Having high hopes and a level of excitement when beginning to bet on football is fine. To think you are some scary genius who is going to pulverize the book for a lifetime is not. It doesn't work that way–regardless of how well you might be doing at the moment. Success can be a scary thing for those ill-prepared to handle it. In a lot of ways, success poisons more bettors than simply losing bets.

There are betting men out there who become intoxicated by even brief moments of success. We've probably all had friends who after 3-4 good weeks betting football are now seriously considering themselves professionals. They see this as a new job. And then whatever pixie dust they had floating around in their heads disappears and they are sent crashing down to reality. Contrast that mindset with the guy whose expectations are in-line.

If a pro can pull 60% even in a season where he's really hot, he's still losing 40% of his bets.
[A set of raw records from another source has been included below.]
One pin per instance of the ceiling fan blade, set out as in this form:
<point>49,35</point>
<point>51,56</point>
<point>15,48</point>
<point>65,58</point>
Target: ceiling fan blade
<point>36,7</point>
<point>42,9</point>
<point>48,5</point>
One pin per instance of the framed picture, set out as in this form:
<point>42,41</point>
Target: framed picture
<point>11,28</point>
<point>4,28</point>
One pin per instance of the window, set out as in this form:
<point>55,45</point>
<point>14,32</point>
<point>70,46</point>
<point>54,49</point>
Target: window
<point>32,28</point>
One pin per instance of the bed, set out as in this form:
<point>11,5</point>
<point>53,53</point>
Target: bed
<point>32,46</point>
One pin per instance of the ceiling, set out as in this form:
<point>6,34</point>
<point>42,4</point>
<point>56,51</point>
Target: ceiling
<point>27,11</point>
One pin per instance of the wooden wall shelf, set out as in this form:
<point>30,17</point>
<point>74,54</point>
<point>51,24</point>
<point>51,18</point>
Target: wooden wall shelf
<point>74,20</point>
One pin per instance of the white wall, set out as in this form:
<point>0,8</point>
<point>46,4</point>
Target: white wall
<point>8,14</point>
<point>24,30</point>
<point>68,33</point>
All he is trying to do is pull the string and have the curtains move in the direction he wants a little more often than it doesn't. When a bad weekend or stretch of them ends in losing fashion, the guy with reasonable expectations can shake it off and chalk it up to just being the nature of the beast. The guy who quit his job to be football bettor after 6 good weeks is more likely to unravel after a bad run.
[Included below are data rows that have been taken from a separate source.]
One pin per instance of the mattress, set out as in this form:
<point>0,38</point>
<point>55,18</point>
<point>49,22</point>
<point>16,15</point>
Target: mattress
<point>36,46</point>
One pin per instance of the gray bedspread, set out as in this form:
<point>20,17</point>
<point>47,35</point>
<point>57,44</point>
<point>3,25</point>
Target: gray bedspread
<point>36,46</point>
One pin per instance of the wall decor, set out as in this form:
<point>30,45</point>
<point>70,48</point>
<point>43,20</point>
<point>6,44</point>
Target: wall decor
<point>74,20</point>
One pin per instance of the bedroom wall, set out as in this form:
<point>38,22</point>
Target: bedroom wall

For most of us, both examples are extremes. We are not a professional bettor nor are we gambling degenerates with issues of self-delusion. We're somewhere in the middle–guys trying to make an extra buck. We realize the guys who are behind making the lines are the real pros and we're just sheep who are being led to the slaughter at a 98% rate. We know our limitations and how easy it is to become just another casualty lost in the world of football betting.

A big problem for a lot of guys is a sense of entitlement. They feel that success in football betting is something they have coming to them. After all, they're the guys who know more about the game than all their friends. When watching a game, they are the ones making the most stimulating remarks. They're big shots on the football forums and dominate fantasy leagues. They naturally feel they can use their football wits to slug it out with the bookie and come out with a profit.
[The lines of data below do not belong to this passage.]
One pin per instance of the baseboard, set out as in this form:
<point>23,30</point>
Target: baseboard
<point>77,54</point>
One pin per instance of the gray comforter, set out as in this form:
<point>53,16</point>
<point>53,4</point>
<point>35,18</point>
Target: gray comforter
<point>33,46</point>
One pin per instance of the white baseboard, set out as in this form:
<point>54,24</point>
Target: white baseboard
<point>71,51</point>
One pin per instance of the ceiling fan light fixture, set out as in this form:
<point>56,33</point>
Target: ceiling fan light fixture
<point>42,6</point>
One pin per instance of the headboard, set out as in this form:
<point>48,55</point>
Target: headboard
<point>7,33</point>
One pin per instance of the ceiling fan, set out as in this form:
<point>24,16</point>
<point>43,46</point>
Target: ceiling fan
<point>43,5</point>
As we all know, it doesn't work that way. You could know enough about football to become an ESPN analyst and that gets you nowhere in the world of football wagering. You don't see bookies running for cover over picks made by the “Swami” or Lee Corso. We realize that becoming part of the 2% that makes it at football betting in the long-run takes a special breed and it requires an awful lot of time and results to crack into that upper pantheon.